Author: Hui-Ju Huang
# install.packages("readxl")
library(readxl)
mydata <- read_xlsx("./Apartments.xlsx")
head(mydata)
## # A tibble: 6 × 5
## Age Distance Price Parking Balcony
## <dbl> <dbl> <dbl> <dbl> <dbl>
## 1 7 28 1640 0 1
## 2 18 1 2800 1 0
## 3 7 28 1660 0 0
## 4 28 29 1850 0 1
## 5 18 18 1640 1 1
## 6 28 12 1770 0 1
Description:
mydata$ParkingF <- factor(mydata$Parking,
levels = c(0, 1),
labels = c("No", "Yes"))
mydata$BalconyF <- factor(mydata$Balcony,
levels = c(0, 1),
labels = c("No", "Yes"))
head(mydata)
## # A tibble: 6 × 7
## Age Distance Price Parking Balcony ParkingF BalconyF
## <dbl> <dbl> <dbl> <dbl> <dbl> <fct> <fct>
## 1 7 28 1640 0 1 No Yes
## 2 18 1 2800 1 0 Yes No
## 3 7 28 1660 0 0 No No
## 4 28 29 1850 0 1 No Yes
## 5 18 18 1640 1 1 Yes Yes
## 6 28 12 1770 0 1 No Yes
library(pastecs)
round(stat.desc(mydata[c("Age", "Distance", "Price")]), 2)
## Age Distance Price
## nbr.val 85.00 85.00 85.00
## nbr.null 0.00 0.00 0.00
## nbr.na 0.00 0.00 0.00
## min 1.00 1.00 1400.00
## max 45.00 45.00 2820.00
## range 44.00 44.00 1420.00
## sum 1577.00 1209.00 171610.00
## median 18.00 12.00 1950.00
## mean 18.55 14.22 2018.94
## SE.mean 1.05 1.23 40.98
## CI.mean.0.95 2.09 2.45 81.50
## var 93.96 129.44 142764.34
## std.dev 9.69 11.38 377.84
## coef.var 0.52 0.80 0.19
shapiro.test(mydata$Price)
##
## Shapiro-Wilk normality test
##
## data: mydata$Price
## W = 0.94017, p-value = 0.0006513
The Shapiro-Wilk normality test indicates that the null hypothesis (variable is normally distributed) should be rejected at a p-value of 0.0007, which means that the normality assumption is not met.Therefore, the appropriate non-parametric alternative test must be performed. This test is the Wilcoxon signed rank test.

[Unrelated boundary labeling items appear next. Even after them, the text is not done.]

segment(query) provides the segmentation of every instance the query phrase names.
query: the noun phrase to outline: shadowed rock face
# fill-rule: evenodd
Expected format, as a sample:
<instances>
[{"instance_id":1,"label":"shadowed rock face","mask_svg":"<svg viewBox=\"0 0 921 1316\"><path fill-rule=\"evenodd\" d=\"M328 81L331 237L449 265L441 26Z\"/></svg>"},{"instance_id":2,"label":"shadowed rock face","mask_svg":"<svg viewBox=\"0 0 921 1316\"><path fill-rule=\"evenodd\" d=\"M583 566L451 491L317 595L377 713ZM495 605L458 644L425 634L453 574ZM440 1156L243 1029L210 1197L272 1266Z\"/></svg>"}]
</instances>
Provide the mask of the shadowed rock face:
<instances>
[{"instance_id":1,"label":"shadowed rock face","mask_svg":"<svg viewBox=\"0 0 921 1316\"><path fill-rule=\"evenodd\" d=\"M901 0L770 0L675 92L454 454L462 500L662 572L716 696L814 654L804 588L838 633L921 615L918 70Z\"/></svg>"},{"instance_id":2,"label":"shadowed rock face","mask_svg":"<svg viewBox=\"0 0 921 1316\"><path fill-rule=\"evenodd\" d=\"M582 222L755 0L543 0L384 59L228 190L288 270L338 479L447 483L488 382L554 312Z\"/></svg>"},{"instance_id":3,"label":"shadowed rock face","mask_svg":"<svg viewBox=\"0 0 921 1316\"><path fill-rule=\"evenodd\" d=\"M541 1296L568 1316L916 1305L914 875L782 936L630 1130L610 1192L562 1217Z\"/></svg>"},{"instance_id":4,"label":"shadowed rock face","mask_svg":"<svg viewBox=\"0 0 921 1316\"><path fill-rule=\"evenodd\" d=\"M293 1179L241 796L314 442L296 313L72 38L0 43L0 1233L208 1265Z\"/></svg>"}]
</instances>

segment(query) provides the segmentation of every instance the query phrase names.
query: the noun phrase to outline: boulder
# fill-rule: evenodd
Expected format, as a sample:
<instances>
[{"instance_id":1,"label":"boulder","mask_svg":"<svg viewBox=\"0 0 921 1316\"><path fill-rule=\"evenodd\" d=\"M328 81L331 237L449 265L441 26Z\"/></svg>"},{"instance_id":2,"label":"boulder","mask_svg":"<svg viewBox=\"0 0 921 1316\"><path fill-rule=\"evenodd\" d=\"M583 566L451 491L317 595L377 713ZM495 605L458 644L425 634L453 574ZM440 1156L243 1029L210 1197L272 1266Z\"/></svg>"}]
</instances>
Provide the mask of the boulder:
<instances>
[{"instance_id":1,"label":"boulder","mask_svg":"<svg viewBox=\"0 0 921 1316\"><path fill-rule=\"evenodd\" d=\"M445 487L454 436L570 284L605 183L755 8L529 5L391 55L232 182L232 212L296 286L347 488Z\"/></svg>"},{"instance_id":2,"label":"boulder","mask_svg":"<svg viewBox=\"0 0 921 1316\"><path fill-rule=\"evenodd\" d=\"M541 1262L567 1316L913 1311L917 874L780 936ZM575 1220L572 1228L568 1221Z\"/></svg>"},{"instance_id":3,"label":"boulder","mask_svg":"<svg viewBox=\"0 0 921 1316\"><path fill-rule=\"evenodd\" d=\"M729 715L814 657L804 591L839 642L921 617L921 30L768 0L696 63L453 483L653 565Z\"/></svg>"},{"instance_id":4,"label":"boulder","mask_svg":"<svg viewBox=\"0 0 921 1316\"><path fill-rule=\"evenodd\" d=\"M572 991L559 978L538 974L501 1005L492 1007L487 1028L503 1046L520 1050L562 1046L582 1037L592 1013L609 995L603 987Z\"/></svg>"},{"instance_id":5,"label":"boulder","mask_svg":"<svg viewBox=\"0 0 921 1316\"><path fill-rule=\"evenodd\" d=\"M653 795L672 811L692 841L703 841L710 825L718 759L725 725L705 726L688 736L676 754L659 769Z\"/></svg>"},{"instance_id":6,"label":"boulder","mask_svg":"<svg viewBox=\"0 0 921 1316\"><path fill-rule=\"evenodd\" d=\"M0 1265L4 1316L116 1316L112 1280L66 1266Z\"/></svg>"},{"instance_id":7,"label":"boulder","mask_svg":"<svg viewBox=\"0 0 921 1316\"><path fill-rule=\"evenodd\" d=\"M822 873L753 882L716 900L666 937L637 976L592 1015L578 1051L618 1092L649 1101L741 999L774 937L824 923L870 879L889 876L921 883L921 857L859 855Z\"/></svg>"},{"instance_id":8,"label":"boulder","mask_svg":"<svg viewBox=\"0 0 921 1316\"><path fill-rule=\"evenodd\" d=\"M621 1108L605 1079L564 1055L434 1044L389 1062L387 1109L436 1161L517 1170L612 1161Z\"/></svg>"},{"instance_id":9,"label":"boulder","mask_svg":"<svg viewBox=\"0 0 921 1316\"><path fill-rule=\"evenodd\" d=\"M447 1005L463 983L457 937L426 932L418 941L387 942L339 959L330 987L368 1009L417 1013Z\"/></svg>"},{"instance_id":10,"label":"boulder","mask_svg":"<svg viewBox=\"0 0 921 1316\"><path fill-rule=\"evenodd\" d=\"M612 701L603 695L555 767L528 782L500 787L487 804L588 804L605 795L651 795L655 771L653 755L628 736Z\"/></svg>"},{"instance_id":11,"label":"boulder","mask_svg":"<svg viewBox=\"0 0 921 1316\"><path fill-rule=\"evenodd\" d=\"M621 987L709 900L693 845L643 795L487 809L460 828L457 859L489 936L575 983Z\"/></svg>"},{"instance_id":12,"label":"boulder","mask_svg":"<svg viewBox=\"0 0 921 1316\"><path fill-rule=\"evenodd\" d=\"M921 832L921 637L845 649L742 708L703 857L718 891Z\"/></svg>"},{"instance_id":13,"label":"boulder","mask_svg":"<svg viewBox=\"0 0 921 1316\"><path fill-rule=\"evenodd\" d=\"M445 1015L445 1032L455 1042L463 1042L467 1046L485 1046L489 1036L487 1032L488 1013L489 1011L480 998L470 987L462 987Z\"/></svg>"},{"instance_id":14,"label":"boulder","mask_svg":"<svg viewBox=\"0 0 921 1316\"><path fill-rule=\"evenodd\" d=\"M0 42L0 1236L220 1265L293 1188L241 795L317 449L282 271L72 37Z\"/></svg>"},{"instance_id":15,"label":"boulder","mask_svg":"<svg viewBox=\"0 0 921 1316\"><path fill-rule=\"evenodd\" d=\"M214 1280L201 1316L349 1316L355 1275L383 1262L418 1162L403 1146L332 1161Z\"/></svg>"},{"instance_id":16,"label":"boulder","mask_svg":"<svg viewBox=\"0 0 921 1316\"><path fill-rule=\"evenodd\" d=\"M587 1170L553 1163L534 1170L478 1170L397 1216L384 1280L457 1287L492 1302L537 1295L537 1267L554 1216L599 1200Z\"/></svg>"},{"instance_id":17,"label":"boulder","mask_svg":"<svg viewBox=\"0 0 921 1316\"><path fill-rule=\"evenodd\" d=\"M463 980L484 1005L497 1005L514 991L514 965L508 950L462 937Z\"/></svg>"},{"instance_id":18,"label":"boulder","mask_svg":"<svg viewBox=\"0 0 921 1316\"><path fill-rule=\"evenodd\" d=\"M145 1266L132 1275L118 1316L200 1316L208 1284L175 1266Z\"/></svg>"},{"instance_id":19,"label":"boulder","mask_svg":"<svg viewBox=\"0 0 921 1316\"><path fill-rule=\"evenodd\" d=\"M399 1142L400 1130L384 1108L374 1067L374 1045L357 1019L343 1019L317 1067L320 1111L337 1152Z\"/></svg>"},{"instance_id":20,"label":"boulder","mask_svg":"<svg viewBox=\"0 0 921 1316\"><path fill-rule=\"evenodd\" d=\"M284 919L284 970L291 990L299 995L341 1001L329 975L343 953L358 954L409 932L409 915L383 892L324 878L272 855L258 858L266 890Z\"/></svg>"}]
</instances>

The hypotheses can be formulated as follows:
wilcox.test(mydata$Price,
mu = 1900,
correct = FALSE)
##
## Wilcoxon signed rank test
##
## data: mydata$Price
## V = 2328, p-value = 0.02828
## alternative hypothesis: true location is not equal to 1900
library(effectsize)
effectsize(wilcox.test(mydata$Price,
mu = 1900,
correct = FALSE))
## r (rank biserial) | 95% CI
## --------------------------------
## 0.27 | [0.04, 0.48]
##
## - Deviation from a difference of 1900.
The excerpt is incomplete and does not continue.